For a city built on steel, some of the most sought-after attractions in Pittsburgh are actually made of wood.
Just ask the more than 400 members of the American Coaster Enthusiasts, who came to Kennywood amusement park (www.kennywood.com) for the 7,000-member group's annual convention. The highlight is riding three of the oldest wooden roller coasters in the world -- over, and over, and over again.
"There are very few, maybe no places, in the world quite like it," said Bill Linkenheimer, of Pittsburgh, the group's secretary and lifelong lover of the thrill of zooming over the rails, who joined the club in 1980 at age 13.
The gathering in late June marked the fourth time that the group, founded in 1978, has held its annual convention at Kennywood. It also marked the first time the American Coaster Enthusiasts (www.aceonline.org) honored two coasters at one park with plaques designating them ACE Roller Coaster Landmarks.
The rides -- the Jack Rabbit and the Racer -- were both built of wood in the 1920s by coaster designer John Miller. The Jack Rabbit is known for its 70-foot double-dip drop, while the Racer is the only single-track racing coaster in the U.S. Through its unique "reverse curve" design, riders start on the right side of the track and finish on the left.
"They are just examples of the way coasters were made back then and how a coaster can survive so long and be really fun and really enjoyable," said John Gerard, of San Diego, the group's public relations director.
Although coaster enthusiasts like the newer steel coasters, too, many are partial to the click-click of old wooden coasters. Modern coasters can be extreme and fast, but the ride tends to be the same every time, while everything from the time of day to the humidity can change the ride on a wooden one, Linkenheimer said.
"Every wood coaster truly is unique," said Linkenheimer, who has ridden more than 600 roller coasters all over the world. And he keeps them all listed on a spreadsheet to prove it.
Once dubbed the "Roller Coaster Capital of the World," Kennywood was founded in 1898 as a small trolley park, and many of its most famous coasters were built in the early 1900s. The park was designated a national historic landmark in 1987.
In 2003, the family-owned park was sold to Parques Reunidos of Madrid, which manages dozens of amusement, animal and water parks in the United States and Europe. The Kennywood sale also included two other Pittsburgh-area attractions: Idlewild & SoakZone in Ligonier and Sandcastle Waterpark in West Homestead.
Earlier this year, Kennywood was named the world's favorite traditional park by the National Amusement Park Historical Association (www.napha.org), a Chicago-based group dedicated to recognizing and preserving amusement parks.
The group cited Kennywood's mix of historic and new rides as a factor in its appeal. The park opened its newest coaster Friday, the Sky Rocket, not far from where the Jack Rabbit is celebrating its 90th anniversary.
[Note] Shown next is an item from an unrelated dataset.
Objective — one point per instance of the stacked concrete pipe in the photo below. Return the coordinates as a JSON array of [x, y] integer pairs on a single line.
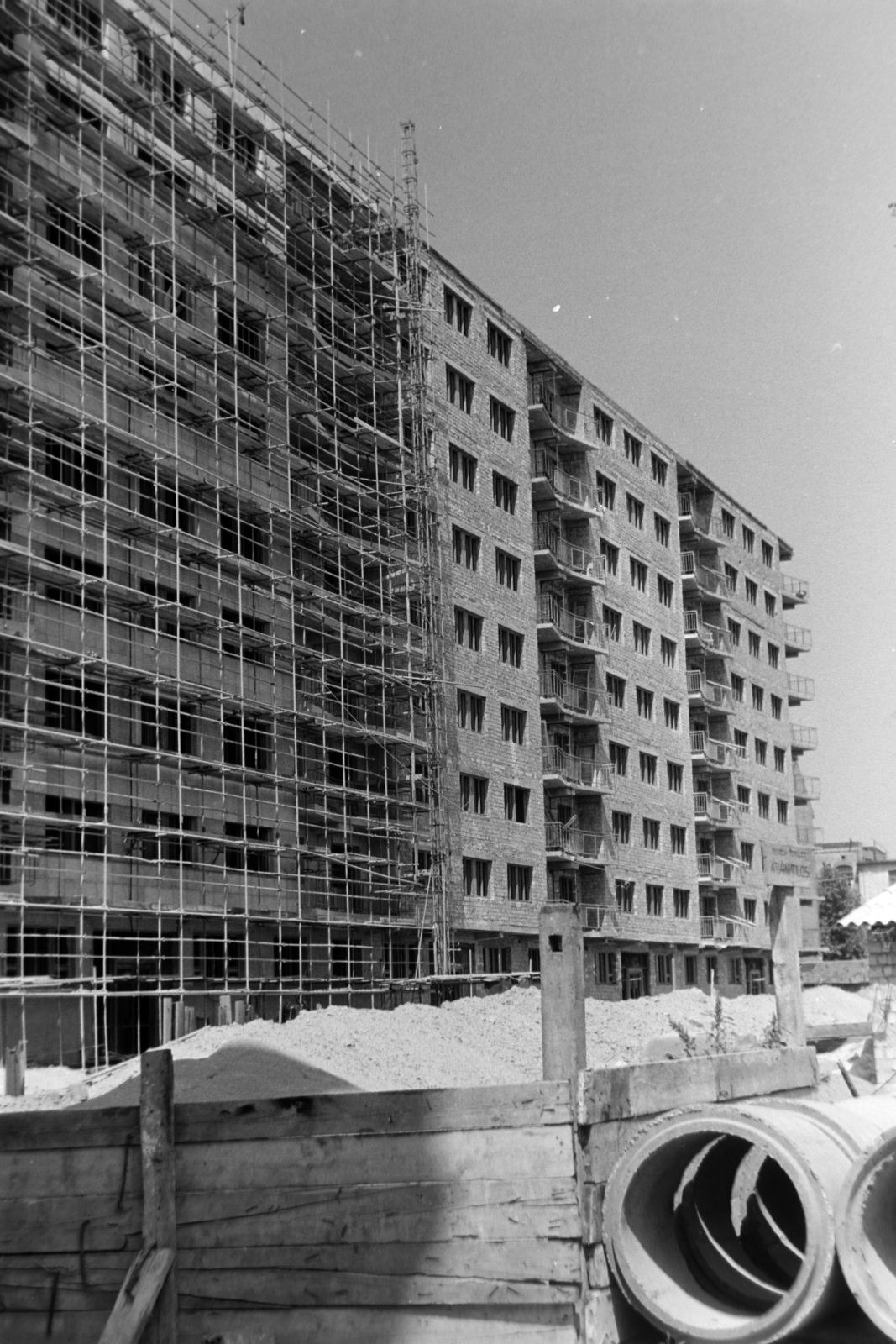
[[719, 1222], [867, 1231]]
The ACE convention started at Kennywood, but participants also visited Idlewild, Waldameer in Erie, and Conneaut Lake Park, about 90 miles north of Pittsburgh.
Conneaut is home to the Blue Streak, the sixth-oldest wooden roller coaster in the United States and the only Edward Vettel-designed coaster with a shallow track design that is still standing.
The 72-year-old coaster hasn't been in operation for several years, and the park itself has fallen on hard times. Members say going to the park during the convention is one way to show their support for the preservation of these historic sites.
"Throughout the country, we've lost a lot of parks just like that," Linkenheimer said.
Perhaps the biggest attraction of the week, though, is what's known to coaster insiders as ERT -- exclusive ride time. The parks make time available before opening and after closing for conventioneers to ride the coasters.
"You just get to ride until you are fried," Gerard said.